Inflammatory conditions partly impair the mechanically mediated activation of Smad2/3 signaling in articular cartilage

Background: Joint trauma, which is frequently related with mechanical overloading of articular cartilage, is a well-established risk for osteoarthritis (OA) development. Additionally, reports show that trauma leads to synovial joint inflammation. In consequence, after joint trauma, cartilage is influenced by deleterious excessive loading combined with the catabolic activity of proinflammatory mediators. Since the activation of TGF-beta signaling by loading is considered to be a key regulatory pathway for maintaining cartilage homeostasis, we tested the effect of proinflammatory conditions on mechanically mediated activation of TGF-beta/Smad2/3P signaling in cartilage.

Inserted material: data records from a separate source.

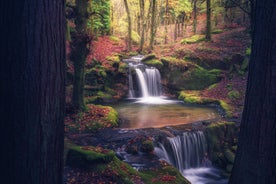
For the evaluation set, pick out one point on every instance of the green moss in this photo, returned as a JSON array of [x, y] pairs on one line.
[[135, 37], [229, 155], [193, 39], [227, 108], [147, 146], [86, 157], [122, 67], [112, 116], [248, 51], [213, 86], [114, 38], [217, 31], [149, 57], [164, 175], [200, 78], [113, 58], [154, 62], [234, 94]]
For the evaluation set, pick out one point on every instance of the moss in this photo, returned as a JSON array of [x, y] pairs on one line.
[[122, 67], [248, 51], [200, 78], [193, 39], [147, 146], [154, 62], [164, 175], [234, 94], [86, 157], [113, 58], [227, 108], [112, 116], [149, 57], [135, 37], [213, 86], [114, 39], [229, 155], [217, 31]]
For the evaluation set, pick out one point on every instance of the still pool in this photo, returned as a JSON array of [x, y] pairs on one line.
[[146, 113]]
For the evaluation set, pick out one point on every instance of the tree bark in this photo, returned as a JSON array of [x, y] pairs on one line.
[[79, 52], [195, 16], [143, 24], [256, 155], [32, 91], [129, 26], [152, 27], [208, 20]]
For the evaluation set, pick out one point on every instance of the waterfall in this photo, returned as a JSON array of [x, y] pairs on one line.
[[185, 151], [148, 78]]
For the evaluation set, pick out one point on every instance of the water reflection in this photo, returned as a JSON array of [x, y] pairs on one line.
[[140, 115]]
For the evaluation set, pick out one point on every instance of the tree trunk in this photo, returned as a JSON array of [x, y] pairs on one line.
[[32, 91], [129, 26], [79, 52], [195, 16], [208, 21], [256, 155], [152, 27], [143, 24]]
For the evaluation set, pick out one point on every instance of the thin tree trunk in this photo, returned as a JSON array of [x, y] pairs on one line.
[[152, 28], [79, 52], [195, 16], [143, 24], [208, 21], [129, 26], [256, 155], [32, 91]]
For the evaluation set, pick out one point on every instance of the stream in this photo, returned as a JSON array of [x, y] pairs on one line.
[[147, 108]]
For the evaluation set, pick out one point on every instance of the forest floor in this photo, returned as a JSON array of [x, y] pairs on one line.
[[233, 40]]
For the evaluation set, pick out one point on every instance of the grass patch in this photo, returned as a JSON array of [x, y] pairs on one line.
[[193, 39]]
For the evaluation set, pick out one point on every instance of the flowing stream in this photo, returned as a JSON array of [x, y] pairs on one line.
[[148, 108], [188, 153]]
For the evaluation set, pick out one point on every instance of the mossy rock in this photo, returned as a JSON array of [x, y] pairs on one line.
[[229, 155], [147, 146], [163, 175], [229, 168], [217, 31], [199, 78], [154, 62], [234, 94], [86, 157], [148, 57], [193, 39]]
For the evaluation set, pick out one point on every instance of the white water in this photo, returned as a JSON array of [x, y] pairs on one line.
[[186, 153], [149, 80]]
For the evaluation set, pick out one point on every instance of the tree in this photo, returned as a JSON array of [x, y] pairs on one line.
[[256, 155], [208, 20], [129, 26], [153, 23], [32, 91], [79, 52], [142, 17]]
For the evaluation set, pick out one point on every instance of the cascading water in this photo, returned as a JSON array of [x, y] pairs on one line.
[[148, 78], [188, 154]]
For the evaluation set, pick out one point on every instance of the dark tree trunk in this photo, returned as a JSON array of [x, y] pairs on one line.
[[208, 20], [152, 26], [195, 16], [256, 155], [32, 91], [143, 24], [79, 52], [129, 26]]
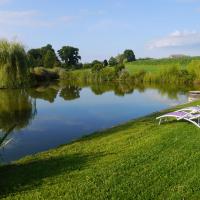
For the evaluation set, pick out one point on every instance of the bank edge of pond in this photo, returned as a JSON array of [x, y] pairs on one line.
[[138, 159]]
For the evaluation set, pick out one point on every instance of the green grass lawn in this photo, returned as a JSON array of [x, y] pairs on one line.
[[152, 66], [137, 160]]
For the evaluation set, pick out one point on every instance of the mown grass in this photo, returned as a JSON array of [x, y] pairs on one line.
[[137, 160], [157, 65]]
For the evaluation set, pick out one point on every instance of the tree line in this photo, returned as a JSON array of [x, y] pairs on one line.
[[68, 57]]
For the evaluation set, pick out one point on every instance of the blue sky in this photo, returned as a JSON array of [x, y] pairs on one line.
[[102, 28]]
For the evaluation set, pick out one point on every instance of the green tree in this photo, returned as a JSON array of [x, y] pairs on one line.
[[14, 69], [49, 59], [112, 61], [43, 57], [120, 58], [129, 55], [69, 55], [34, 57], [105, 63], [97, 67]]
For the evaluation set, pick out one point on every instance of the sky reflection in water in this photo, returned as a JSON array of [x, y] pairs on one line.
[[45, 117]]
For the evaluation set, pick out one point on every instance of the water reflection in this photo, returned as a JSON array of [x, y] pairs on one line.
[[17, 110], [39, 118]]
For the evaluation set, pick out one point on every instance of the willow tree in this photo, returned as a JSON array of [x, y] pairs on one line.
[[17, 110], [14, 72]]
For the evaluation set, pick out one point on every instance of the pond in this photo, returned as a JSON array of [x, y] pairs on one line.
[[45, 117]]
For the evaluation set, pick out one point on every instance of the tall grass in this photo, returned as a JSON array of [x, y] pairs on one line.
[[14, 72]]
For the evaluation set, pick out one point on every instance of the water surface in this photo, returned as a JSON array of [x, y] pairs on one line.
[[38, 119]]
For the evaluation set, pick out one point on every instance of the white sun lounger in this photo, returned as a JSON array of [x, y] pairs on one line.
[[182, 115], [192, 109]]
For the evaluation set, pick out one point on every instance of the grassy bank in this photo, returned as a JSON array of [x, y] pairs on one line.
[[137, 160]]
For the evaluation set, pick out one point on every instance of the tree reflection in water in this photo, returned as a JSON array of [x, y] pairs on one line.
[[17, 110]]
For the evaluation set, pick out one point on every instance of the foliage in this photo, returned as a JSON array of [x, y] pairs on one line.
[[105, 63], [112, 61], [43, 57], [154, 162], [87, 65], [194, 69], [129, 55], [14, 72], [97, 67], [42, 74], [120, 58], [69, 55], [119, 68]]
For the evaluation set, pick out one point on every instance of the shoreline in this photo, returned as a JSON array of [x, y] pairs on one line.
[[135, 160]]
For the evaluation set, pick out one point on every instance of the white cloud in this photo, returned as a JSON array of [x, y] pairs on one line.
[[177, 39], [4, 2], [28, 18]]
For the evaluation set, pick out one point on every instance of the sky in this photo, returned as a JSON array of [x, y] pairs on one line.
[[105, 28]]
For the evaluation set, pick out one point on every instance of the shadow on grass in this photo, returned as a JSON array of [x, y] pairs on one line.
[[22, 177]]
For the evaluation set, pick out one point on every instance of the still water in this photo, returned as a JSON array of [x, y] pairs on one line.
[[45, 117]]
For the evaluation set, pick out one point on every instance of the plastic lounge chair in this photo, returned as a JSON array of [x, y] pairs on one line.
[[182, 115], [192, 109]]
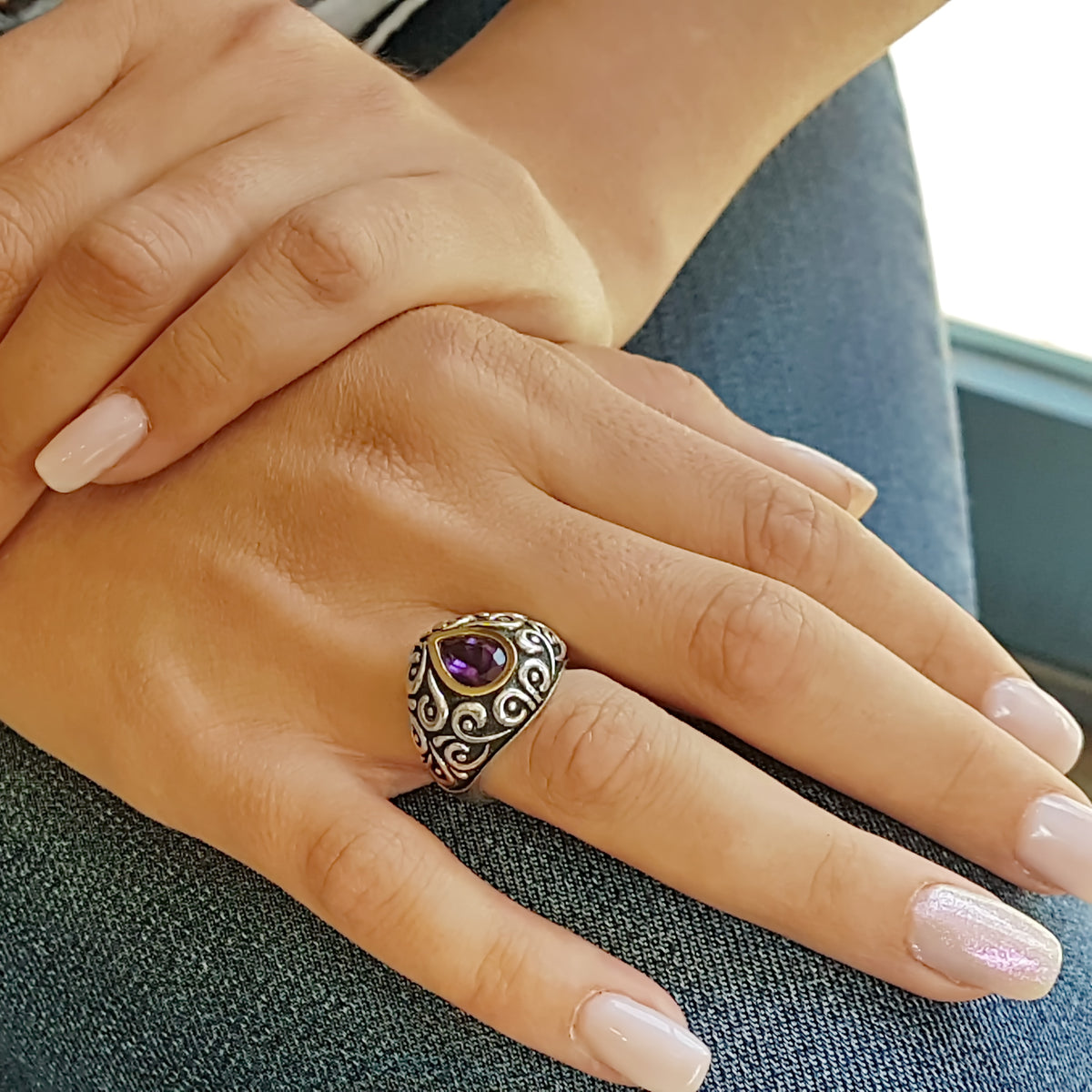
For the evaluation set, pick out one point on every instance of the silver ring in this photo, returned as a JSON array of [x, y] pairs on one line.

Methods: Cartilage explants were subjected to dynamic mechanical compression in the presence of interleukin-1 beta (IL-1 beta) or osteoarthritic synovium-conditioned medium (OAS-CM). Subsequently, the activation of the Smad2/3P pathway was monitored with QPCR analysis of reporter genes and additionally the expression of receptors activating the Smad2/3P pathway was analyzed. Finally, the ability for mechanically mediated activation of Smad2/3P was tested in human OA cartilage. Results: IL-1 beta presence during compression did not impair the upregulation of Smad2/3P reporter genes, however the results were affected by IL-1 beta-mediated upregulations in unloaded controls. OAS-CM significantly impaired the compression-mediated upregulation of bSmad7 and Tgbfb1. IL-1 beta suppressed the compression-mediated bAlk5 upregulation where 12 MPa compression applied in the presence of OAS-CM downregulated the bTgfbr2. Mechanically driven upregulation of Smad2/3P reporter genes was present in OA cartilage. Conclusions: Proinflammatory conditions partly impair the mechanically mediated activation of the protective TGF-beta/Smad2/3P pathway. Additionally, the excessive mechanical compression, applied in the presence of proinflammatory conditions diminishes the expression of the type II TGF-beta receptor, a receptor critical for maintenance of articular cartilage.